Por acaso já estiveram alguma vez em contacto com uma comunidade viva de cristãos, de cristãos autênticos? Nunca assistiram a uma reunião destes cristãos? Já tentaram compreender a vida deles?
Se já, devem ter reparado que, entre aqueles que a constituem, existem muitas funções: há os que têm o dom da palavra e conseguem comunicar realidades espirituais de uma forma que nos toca profundamente. Há aqueles que têm o dom de ajudar, de dar assistência, de ir ao encontro das necessidades dos outros e nos deixam admirados com aquilo que conseguem, em benefício de quem sofre. Há quem saiba ensinar com uma tal sabedoria que infunde uma nova força na fé que já possuímos. Uns, têm a arte de organizar, outros, de governar. Há aqueles que sabem compreender as pessoas com quem contactam e distribuem consolação aos corações atribulados.
Sim, podemos experimentar tudo isto, mas aquilo que mais impressiona, numa comunidade realmente viva, é o único espírito que em todos reina e que parece que se sente pairar, e que faz daquela pequena e original sociedade uma coisa só, um único corpo.

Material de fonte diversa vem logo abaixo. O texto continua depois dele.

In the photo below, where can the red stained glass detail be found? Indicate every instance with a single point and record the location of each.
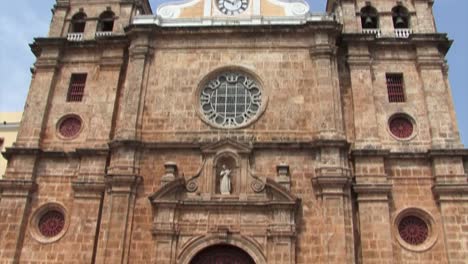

«Há, pois, muitos membros, mas um só corpo».

Também S. Paulo, de uma maneira especial, se encontrou diante de comunidades muito vivas, que nasceram precisamente através da sua extraordinária palavra.
Uma destas era a jovem comunidade de Corinto, onde o Espírito Santo não tinha sido parco ao distribuir os seus dons ou carismas, como são chamados. Tanto mais que, naquele tempo, alguns destes se manifestavam de forma extraordinária, por causa da vocação especial da Igreja que estava a nascer.
Mas esta comunidade, depois de fazer a exaltante experiência dos vários dons distribuídos pelo Espírito Santo, conheceu também rivalidades e desavenças, precisamente entre quem tinha recebido esses dons.
Foi então necessário dirigirem-se a S. Paulo, que estava em Éfeso, para lhe pedirem esclarecimentos.
S. Paulo não hesita e responde com uma das suas extraordinárias cartas, explicando como devem ser usadas estas graças especiais.
Ele explica que existe uma diversidade de carismas, uma diversidade de ministérios, como o dos apóstolos, o dos profetas ou o dos mestres, mas que um só é o Senhor de Quem eles provêm. Diz que, na comunidade, existem os que fazem milagres, fazem curas; pessoas com uma aptidão excepcional para dar assistência, outras para o governo. E existem os que sabem falar línguas, e os que as sabem interpretar, mas acrescenta que eles têm origem no mesmo e único Deus.
E, se os vários dons são expressões do mesmo Espírito Santo, que os distribui livremente, então não podem deixar de estar em harmonia entre si, não podem deixar de ser complementares. Eles não são para uso pessoal, nem podem ser motivo de vaidade ou de auto-afirmação, mas foram concedidos para uma finalidade comum: construir a comunidade. A sua finalidade é o serviço. Portanto, não podem gerar rivalidades ou confusão.
S. Paulo, embora se referisse aos dons especiais que se destinavam mais precisamente à vida da comunidade, é da opinião que cada um dos seus membros tem uma capacidade própria, um talento específico, que deve pôr a render para o bem de todos, e que cada um deve estar contente com o seu. Ele apresenta a comunidade como um corpo e interroga-se: «Se o corpo inteiro fosse o olho, o que seria do ouvido? E, se todo ele fosse o ouvido, o que seria do olfacto? Deus, porém, dispôs os membros do corpo, cada um conforme entendeu. Se todos fossem um só membro, que seria do corpo?» (2). Pelo contrário:

«Há, pois, muitos membros, mas um só corpo».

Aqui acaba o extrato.